Les décisions étaient proches du terrain, les collaborateurs comprenaient leur contribution au projet collectif, et le sentiment de “faire partie de quelque chose” alimentait la motivation et la performance.

Cette phase correspond à ce que les historiens appellent l’âge d’or d’une civilisation : celle où la vision, la cohérence et la vitalité s’équilibrent.

La globalisation : de la cohérence à la déconnexion

Avec la chute du Mur de Berlin et l’expansion des marchés mondiaux, les entreprises ont naturellement cherché à se structurer pour affronter la complexité du global.

De nombreux sièges se sont alors centralisés, les fonctions se sont rationalisées, les outils se sont standardisés.

Sur le papier, c’était pour beaucoup la promesse d’une meilleure efficience.

Mais à mesure que le pouvoir de décision se concentrait au centre, le terrain dans ces entreprises ultra centralisées s’est progressivement vidé de son autonomie et de son sens.

Les usines, autrefois perçues comme des “entités vivantes” dotées d’un rôle stratégique, sont devenues des numéros dans une organisation mondiale, avec des marges de manœuvre réduites et une identité effacée.

Ce glissement n’a rien d’anecdotique : il marque le passage d’une organisation “incarnée” à une organisation “abstraite”. Et c’est souvent à ce moment-là que commence le déclin.

Les symptômes du déclin : perte d’engagement, bureaucratisation et désincarnation

Les organisations ne meurent pas de manque de stratégie, mais de manque de sens.

Quand les équipes ne se sentent plus reconnues, quand l’usine devient un centre de coûts, quand les décisions se prennent loin de ceux qui produisent, la désimplication s’installe.

L’énergie collective se dissout dans la complexité administrative.

La performance opérationnelle devient mécanique, déconnectée de la motivation humaine.

Les indicateurs remplacent la vision.
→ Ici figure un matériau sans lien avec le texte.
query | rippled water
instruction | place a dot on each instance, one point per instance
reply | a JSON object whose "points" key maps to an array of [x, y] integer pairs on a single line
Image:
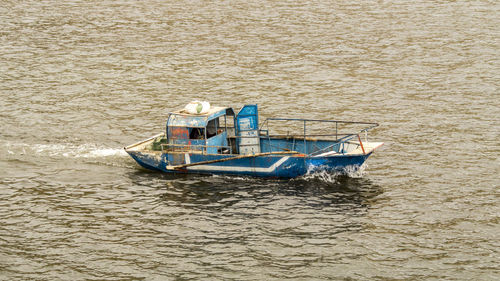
{"points": [[81, 79]]}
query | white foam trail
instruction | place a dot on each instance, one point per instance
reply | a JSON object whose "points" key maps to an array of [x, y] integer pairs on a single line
{"points": [[64, 150], [330, 176]]}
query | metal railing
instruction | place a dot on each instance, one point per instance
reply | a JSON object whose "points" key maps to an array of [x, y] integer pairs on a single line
{"points": [[345, 137], [171, 147]]}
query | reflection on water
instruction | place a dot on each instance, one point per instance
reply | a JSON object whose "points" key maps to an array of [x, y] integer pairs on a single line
{"points": [[81, 79], [215, 193]]}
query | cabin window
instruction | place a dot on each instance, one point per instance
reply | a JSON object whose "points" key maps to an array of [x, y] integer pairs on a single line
{"points": [[196, 133], [212, 127]]}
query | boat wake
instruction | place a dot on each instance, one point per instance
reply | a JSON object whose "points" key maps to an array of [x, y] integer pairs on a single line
{"points": [[331, 175], [63, 150]]}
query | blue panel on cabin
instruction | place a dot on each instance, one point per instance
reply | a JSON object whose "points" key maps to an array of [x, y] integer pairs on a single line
{"points": [[249, 109], [248, 118], [216, 142]]}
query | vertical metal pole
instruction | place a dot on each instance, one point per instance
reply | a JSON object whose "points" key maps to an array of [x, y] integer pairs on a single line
{"points": [[305, 145]]}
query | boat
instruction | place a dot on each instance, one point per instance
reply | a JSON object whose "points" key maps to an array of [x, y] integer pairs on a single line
{"points": [[204, 139]]}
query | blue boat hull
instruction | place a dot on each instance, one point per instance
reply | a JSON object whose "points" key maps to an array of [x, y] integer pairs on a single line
{"points": [[270, 166]]}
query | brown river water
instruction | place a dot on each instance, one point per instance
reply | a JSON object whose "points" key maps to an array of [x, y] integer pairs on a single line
{"points": [[79, 80]]}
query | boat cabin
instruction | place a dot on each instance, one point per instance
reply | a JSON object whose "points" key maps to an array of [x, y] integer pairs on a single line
{"points": [[208, 133]]}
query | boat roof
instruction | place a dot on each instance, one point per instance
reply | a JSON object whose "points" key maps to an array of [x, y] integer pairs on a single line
{"points": [[181, 118]]}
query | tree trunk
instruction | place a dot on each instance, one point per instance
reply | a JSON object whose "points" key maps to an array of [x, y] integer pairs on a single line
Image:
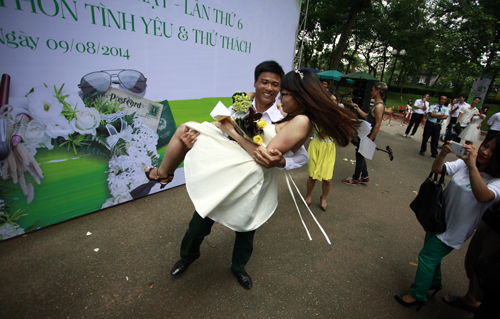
{"points": [[341, 46]]}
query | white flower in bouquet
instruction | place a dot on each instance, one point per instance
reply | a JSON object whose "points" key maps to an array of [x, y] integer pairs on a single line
{"points": [[119, 185], [86, 121], [241, 102], [74, 100], [43, 105], [7, 231], [34, 133], [59, 126], [18, 105]]}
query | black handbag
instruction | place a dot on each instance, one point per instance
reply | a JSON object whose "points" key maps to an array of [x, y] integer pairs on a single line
{"points": [[429, 206]]}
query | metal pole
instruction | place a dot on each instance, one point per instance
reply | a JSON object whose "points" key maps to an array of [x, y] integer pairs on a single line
{"points": [[393, 67]]}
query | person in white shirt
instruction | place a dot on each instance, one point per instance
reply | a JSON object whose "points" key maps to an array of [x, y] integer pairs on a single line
{"points": [[465, 116], [455, 108], [493, 126], [420, 108], [474, 187]]}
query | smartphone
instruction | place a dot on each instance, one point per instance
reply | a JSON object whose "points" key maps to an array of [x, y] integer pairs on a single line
{"points": [[457, 148]]}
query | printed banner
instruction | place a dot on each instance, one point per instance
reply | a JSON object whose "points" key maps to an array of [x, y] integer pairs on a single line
{"points": [[86, 85]]}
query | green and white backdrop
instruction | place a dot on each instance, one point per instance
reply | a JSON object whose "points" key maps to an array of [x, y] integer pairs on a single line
{"points": [[76, 155]]}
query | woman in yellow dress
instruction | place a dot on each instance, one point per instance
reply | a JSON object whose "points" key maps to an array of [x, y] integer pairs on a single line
{"points": [[320, 167]]}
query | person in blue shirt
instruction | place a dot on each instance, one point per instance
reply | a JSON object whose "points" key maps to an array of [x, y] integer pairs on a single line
{"points": [[436, 114]]}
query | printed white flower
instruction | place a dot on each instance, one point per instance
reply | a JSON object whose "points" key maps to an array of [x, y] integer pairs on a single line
{"points": [[87, 120], [74, 100], [131, 166], [43, 105], [119, 186], [7, 231], [59, 126], [34, 133]]}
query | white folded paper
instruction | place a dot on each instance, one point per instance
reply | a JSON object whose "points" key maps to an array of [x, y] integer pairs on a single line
{"points": [[364, 129], [367, 147], [220, 109]]}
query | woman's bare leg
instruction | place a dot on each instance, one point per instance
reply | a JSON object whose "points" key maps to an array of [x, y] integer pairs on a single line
{"points": [[174, 155], [310, 187], [326, 185]]}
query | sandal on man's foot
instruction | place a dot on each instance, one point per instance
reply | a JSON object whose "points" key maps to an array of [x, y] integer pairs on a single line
{"points": [[159, 179], [457, 302]]}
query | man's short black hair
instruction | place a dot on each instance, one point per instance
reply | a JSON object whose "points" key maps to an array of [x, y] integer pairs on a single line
{"points": [[269, 66]]}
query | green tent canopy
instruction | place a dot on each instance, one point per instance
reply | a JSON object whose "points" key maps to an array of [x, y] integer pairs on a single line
{"points": [[359, 76]]}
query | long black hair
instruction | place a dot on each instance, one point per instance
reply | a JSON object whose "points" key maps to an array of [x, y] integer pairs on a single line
{"points": [[331, 120]]}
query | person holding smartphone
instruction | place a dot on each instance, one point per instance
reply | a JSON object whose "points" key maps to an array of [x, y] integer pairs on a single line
{"points": [[474, 187]]}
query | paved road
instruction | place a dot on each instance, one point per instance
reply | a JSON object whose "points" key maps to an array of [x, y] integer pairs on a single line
{"points": [[55, 272]]}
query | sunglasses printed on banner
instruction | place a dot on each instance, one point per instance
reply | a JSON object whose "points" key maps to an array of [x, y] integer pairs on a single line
{"points": [[100, 81]]}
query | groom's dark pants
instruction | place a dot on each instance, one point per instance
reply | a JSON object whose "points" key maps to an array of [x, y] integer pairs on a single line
{"points": [[200, 227]]}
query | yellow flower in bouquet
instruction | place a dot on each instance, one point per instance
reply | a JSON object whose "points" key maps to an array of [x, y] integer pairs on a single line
{"points": [[241, 102], [261, 124], [257, 139]]}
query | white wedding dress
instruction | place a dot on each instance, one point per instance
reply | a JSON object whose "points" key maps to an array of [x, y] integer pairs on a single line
{"points": [[224, 182]]}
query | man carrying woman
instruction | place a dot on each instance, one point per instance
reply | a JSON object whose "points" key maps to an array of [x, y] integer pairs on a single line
{"points": [[224, 179]]}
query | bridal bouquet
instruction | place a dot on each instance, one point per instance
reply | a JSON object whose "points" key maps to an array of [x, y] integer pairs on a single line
{"points": [[246, 120], [251, 126]]}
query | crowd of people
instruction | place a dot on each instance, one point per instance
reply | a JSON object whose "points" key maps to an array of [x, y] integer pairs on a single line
{"points": [[246, 173]]}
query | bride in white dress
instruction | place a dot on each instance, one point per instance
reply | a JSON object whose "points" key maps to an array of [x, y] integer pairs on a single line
{"points": [[472, 132], [222, 178]]}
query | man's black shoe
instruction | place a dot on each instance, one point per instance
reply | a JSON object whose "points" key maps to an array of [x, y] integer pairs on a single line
{"points": [[244, 280], [179, 267]]}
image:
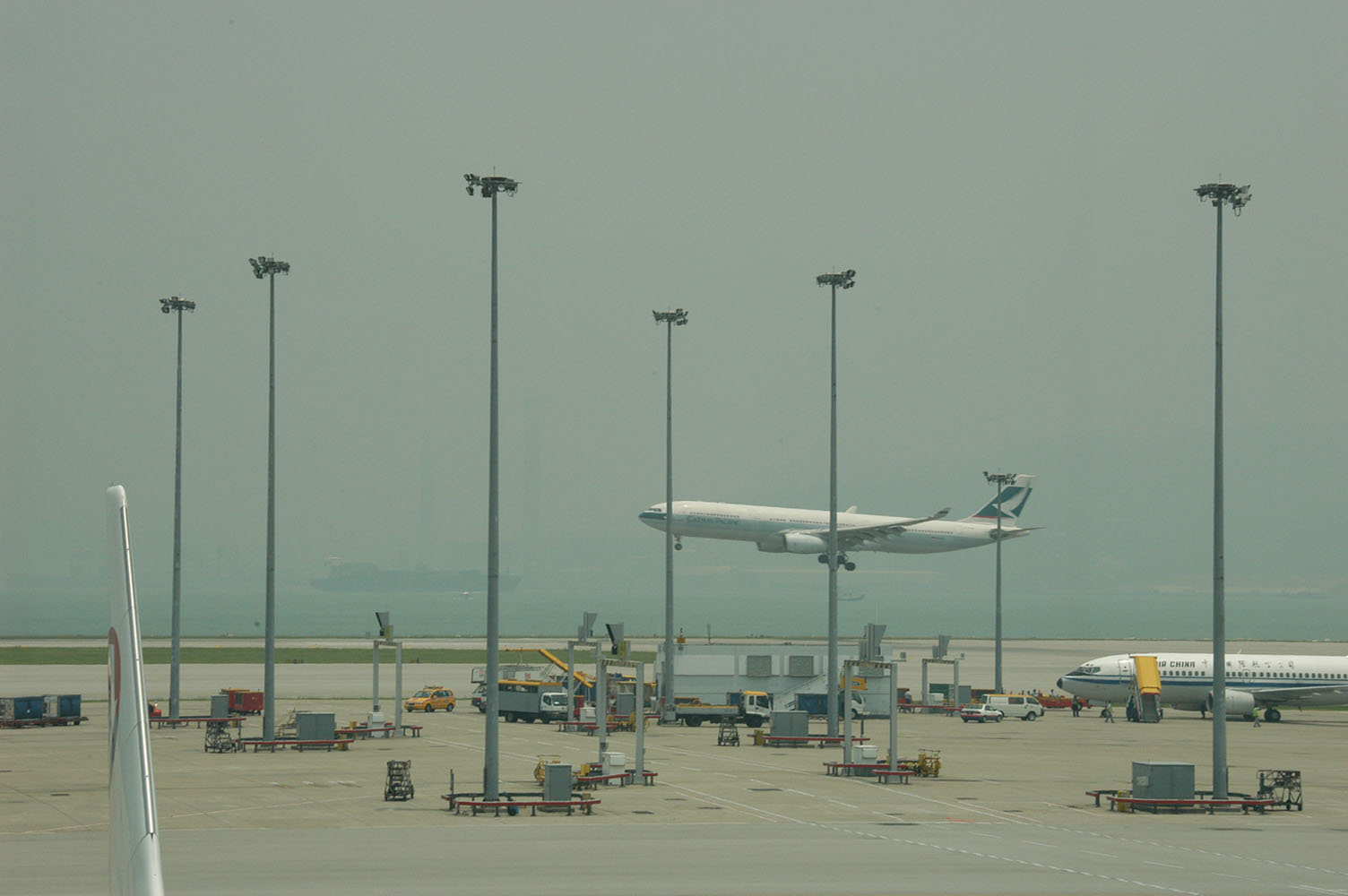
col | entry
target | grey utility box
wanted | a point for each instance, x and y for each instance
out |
(315, 727)
(557, 781)
(1162, 780)
(791, 724)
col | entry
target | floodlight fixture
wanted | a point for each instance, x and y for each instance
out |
(1220, 194)
(489, 186)
(1225, 193)
(834, 558)
(168, 306)
(264, 265)
(1000, 480)
(844, 280)
(678, 317)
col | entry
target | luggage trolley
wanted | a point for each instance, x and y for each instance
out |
(399, 784)
(1283, 786)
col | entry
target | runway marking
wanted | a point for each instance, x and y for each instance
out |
(751, 810)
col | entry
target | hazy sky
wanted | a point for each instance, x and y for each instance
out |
(1013, 184)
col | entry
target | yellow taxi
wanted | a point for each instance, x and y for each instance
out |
(430, 698)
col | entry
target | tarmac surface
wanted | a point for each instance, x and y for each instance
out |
(1008, 813)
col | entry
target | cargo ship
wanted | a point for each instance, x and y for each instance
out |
(367, 577)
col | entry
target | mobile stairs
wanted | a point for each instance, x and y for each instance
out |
(1145, 702)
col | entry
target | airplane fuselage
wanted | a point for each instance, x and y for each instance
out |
(805, 531)
(1270, 679)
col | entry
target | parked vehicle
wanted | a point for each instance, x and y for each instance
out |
(1016, 705)
(981, 713)
(749, 708)
(430, 698)
(818, 705)
(530, 701)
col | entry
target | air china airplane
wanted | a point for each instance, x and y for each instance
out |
(782, 530)
(1267, 681)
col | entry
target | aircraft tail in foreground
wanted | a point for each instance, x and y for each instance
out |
(1013, 497)
(133, 817)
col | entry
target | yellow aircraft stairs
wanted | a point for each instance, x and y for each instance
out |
(1145, 703)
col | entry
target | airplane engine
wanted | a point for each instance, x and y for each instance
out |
(794, 543)
(1239, 703)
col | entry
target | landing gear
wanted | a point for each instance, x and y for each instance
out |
(845, 564)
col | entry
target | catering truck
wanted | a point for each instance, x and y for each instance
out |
(530, 701)
(749, 708)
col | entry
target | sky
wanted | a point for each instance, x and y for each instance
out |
(1014, 185)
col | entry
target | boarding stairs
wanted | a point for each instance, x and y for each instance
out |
(1146, 690)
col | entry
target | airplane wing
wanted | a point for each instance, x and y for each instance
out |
(858, 537)
(1296, 694)
(134, 821)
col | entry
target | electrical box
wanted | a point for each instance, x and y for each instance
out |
(557, 781)
(791, 724)
(315, 727)
(1162, 780)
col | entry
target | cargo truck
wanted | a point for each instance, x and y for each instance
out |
(818, 705)
(530, 701)
(749, 708)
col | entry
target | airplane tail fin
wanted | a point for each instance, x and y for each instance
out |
(1013, 497)
(133, 817)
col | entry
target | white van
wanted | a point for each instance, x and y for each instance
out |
(1016, 706)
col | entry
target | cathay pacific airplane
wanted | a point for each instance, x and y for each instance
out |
(782, 530)
(1252, 681)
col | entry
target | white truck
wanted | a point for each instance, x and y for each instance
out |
(748, 708)
(531, 701)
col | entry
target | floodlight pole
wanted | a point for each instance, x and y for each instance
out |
(1219, 194)
(670, 320)
(489, 186)
(270, 267)
(834, 282)
(168, 306)
(1000, 481)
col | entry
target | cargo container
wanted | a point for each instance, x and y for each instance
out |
(27, 708)
(244, 701)
(61, 705)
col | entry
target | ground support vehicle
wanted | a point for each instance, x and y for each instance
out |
(1016, 705)
(530, 701)
(818, 705)
(430, 698)
(749, 708)
(981, 713)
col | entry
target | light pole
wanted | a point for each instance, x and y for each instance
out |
(678, 317)
(834, 282)
(269, 267)
(1219, 194)
(168, 306)
(1000, 481)
(489, 186)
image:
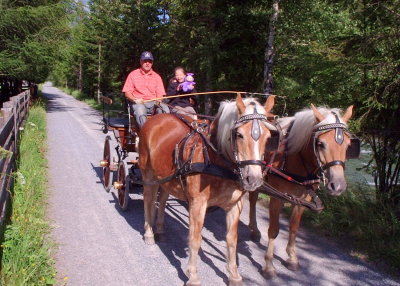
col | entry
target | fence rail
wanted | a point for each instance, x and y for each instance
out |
(12, 116)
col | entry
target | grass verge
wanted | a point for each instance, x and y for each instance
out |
(26, 258)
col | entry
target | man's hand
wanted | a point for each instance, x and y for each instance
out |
(138, 101)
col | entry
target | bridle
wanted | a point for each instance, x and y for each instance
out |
(255, 119)
(340, 131)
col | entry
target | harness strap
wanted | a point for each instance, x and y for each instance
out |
(290, 178)
(331, 164)
(251, 162)
(271, 191)
(195, 168)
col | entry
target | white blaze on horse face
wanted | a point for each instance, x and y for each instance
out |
(250, 149)
(329, 150)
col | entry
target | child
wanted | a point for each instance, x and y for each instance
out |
(182, 105)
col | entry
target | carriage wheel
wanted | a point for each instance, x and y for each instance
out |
(106, 164)
(122, 185)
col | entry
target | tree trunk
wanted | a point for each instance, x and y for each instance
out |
(80, 86)
(269, 51)
(99, 75)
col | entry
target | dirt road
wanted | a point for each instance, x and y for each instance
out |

Et, comme dans les civilisations en fin de cycle, l’organisation se fige.

Réapprendre à vivre : la renaissance par le local

Pour retrouver de la vitalité, les entreprises globalisées doivent réinventer leur rapport au terrain.

Cela ne signifie pas revenir à un modèle paternaliste ou fragmenté, mais réconcilier le global et le local.

Le global donne la direction, la cohérence, la culture commune.

Mais le local doit retrouver le droit à l’expérimentation, à la décision, à l’incarnation du projet.

Chaque usine, chaque site industriel, devrait être considéré non comme un maillon interchangeable, mais comme un centre de valeur, porteur de savoir-faire, d’initiative et de sens.

C’est ce qu’on pourrait appeler le nouveau contrat industriel : un équilibre entre la puissance du réseau global et la vitalité des racines locales.

Vers un humanisme industriel

Le XXIᵉ siècle sera celui des entreprises vivantes ou ne sera pas.

Les organisations capables de durer ne seront ni les plus centralisées ni les plus décentralisées, mais celles qui sauront combiner identité, autonomie et cohérence.

L’avenir appartient aux entreprises qui redonneront une âme à leurs territoires, une voix à leurs usines, et un sens à leur globalisation.

Car la véritable performance industrielle n’est pas seulement dans l’efficacité des systèmes : elle réside dans la vitalité des hommes et des lieux qui la font vivre.